A paradigm shift in geotechnical risk management: tailings dam breach analysis using material point method techniques for inactive and closed tailings storage facilities

Risk is defined as a function of two key factors: likelihood and consequence. The likelihood aspect of risk refers to the probability that an event can occur. The consequence component of risk refers to the potential impact of the event. The consequences of a potential dam failure are multifactorial and can include environmental damage, loss of life, economic costs and reputational harm to mining.
The potential consequence of a tailings dam breach is assessed through tailings dam breach analysis (TDBA). The Canadian Dam Association (CDA) technical bulletin on TDBAs, released in 2021, is one of the more recent guidelines published to guide dam safety professionals. CDA constituted a step forward in a discipline that inherited most of the methodologies developed for the water dam industry several decades ago —the CDA guideline highlighted, among other key factors, the complex non-Newtonian flow behaviour exhibited by tailings (CDA 2021). A common misconception in the industry is that when tailings are assumed to behave like water, it results in conservative TDBA consequence estimates (Llano-Serna 2023). The assumption can be partially correct since behaviour like water results in over-predicted inundation areas. However, it under-predicts mudflow depths, particularly near the dam toe, where mining and processing plant infrastructure is usually located. This misinterpretation often results in inadequate risk mitigation measures and mischaracterisation of risk profiles.
Numerous factors and failure modes can cause tailings dam failure. For example, tailings liquefaction has been demonstrated to have played a significant role in recent dam failures like Cadia in Australia, or Fundao and Brumadinho in Brazil. The International Commission on Large Dams (ICOLD) Bulletin 194, recommends following National Academies of Sciences, Engineering, and Medicine (NASEM) for guidance on state-of-practice guidelines to assess earthquake-induced soil liquefaction and its consequences (ICOLD 2023). NASEM highlights the emergence of techniques such as the material point method (MPM) to predict liquefaction and its consequences (NASEM 2021). The United States Society on Dams (USSD), in its most recent update about the analysis of seismic deformation of embankment dams in 2022, highlighted MPM as one of the promising methods for modelling the deformation of embankment dams (USSD 2022).
MPM has been applied in multiple projects in Australia. For example, Figure 1 shows the cross-section of an upstream tailings storage facility (TSF) with a structural zone built using mud farming methods.

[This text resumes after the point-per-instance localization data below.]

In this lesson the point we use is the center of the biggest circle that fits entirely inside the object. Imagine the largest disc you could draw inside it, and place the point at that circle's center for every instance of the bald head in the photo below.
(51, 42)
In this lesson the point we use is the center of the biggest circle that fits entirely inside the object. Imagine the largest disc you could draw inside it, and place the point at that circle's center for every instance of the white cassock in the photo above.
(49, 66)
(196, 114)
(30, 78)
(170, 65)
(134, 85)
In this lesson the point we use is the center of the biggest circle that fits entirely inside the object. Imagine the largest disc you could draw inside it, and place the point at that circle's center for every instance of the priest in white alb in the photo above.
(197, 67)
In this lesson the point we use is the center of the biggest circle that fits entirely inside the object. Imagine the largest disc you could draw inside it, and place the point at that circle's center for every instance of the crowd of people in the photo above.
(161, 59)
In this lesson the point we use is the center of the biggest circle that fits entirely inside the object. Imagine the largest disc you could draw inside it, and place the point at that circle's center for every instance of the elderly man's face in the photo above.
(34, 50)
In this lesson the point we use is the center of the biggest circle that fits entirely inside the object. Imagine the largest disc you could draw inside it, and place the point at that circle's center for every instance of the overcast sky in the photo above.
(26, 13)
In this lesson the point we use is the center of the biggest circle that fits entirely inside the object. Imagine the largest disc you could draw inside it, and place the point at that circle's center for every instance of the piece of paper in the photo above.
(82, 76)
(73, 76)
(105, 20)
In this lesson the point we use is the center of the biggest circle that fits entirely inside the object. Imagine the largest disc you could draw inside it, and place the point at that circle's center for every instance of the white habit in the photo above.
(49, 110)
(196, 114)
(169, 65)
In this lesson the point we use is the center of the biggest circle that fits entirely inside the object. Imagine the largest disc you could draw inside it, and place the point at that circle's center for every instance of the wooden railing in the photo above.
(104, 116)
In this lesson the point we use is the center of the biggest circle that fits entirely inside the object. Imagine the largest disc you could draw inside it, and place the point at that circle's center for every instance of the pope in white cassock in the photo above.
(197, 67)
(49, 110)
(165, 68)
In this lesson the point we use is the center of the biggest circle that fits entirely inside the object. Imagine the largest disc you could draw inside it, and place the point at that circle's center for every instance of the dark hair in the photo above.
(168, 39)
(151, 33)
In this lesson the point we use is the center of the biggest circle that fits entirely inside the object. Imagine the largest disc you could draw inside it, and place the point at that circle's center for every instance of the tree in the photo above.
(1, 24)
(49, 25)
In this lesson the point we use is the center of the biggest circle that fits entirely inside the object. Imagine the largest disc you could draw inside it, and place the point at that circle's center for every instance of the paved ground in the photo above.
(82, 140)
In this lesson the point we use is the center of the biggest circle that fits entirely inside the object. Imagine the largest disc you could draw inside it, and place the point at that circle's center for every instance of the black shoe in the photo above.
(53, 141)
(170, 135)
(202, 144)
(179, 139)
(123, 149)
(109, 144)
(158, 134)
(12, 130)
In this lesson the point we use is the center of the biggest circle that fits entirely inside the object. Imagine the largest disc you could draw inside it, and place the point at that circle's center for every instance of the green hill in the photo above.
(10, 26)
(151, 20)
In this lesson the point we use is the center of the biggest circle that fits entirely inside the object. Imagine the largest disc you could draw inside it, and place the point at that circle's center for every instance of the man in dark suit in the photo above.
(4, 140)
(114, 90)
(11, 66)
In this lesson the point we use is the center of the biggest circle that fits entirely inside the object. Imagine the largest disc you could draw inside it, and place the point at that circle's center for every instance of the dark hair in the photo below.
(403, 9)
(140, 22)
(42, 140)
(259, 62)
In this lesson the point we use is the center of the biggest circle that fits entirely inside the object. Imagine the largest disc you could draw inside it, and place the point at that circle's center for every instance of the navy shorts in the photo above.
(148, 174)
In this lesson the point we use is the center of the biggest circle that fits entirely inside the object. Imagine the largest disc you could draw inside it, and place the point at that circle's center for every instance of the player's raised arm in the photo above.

Figure 1. Upstream tailings storage facility with mud-farmed tailings based on Seyedan et al. (2024)

Figure 2 shows the hypothetical flow slumping modelled using MPM.

Figure 2. MPM flow slide slumping modelling results (Seyedan et al. 2024)

Selecting which technologies to assess potential dam failure is a critical step and the decision depends on multiple factors. CDA classifies the types of breach outflows based on the tailings solids contents:
a) water flood
b) mud flood
c) mudflow
d) flows slide slumping.
Changes in solids concentration affect the flow types. Figure 3 illustrates the relationship between solids concentration and the types of tailings breach outflow as classified by the CDA.

Figure 3. Flow types as a function of solids concentration, modified from CDA

Assuming tailings behave like water, could be an appropriate assumption when solids concentrations are low. Different non-Newtonian rheological models could be appropriate for modelling mud floods and mudflow. Recent experience in Australian and overseas projects has shown that MPM techniques apply to model tailings dam breaches that are expected to behave like mudflows, with high solids content and flow slide slumping – see Seyedan et al. (2024).
The stars in Figure 3 show the location within the CDA plot of some past successful projects using MPM techniques. The pink shadow show the recommended region of tailings solids content that could be modelled with MPM.
The CDA has established four conceptual cases for tailings dam breach analysis:

  1. Case 1A: liquefiable tailings with a supernatant pond
  2. Case 2A: liquefiable tailings without a supernatant pond
  3. Case 1B: non-liquefiable tailings with a supernatant pond
  4. Case 2B: non-liquefiable tailings without a supernatant pond.

MPM has been particularly effective in modelling sunny day failure scenarios such as Case 2A and Case 2B, where tailings are liquefiable or non-liquefiable and no supernatant pond exists. MPM has also demonstrated its effectiveness in more complex cases involving liquefiable tailings. Seyedan et al. (2024), in their study of an upstream TSF in Australia, showed that MPM could accurately simulate the effects of a flow slide slump, provided pond containment is maintained at safe distances — typically 60 m from the dam crest. This example shows how MPM can inform dam breach, uncontrolled release of reservoir (URR), and rate of breach/URR for a Case 1A type of facility. Inactive and closed TSFs can often be classified as Case 2A or 2B. For example Figure 4 shows the potential worst-case scenario of TDBA using 3D MPM modelling for a closed anonymous TSF in Australia. The figure shows potentially impacted regions, including roads and infrastructure.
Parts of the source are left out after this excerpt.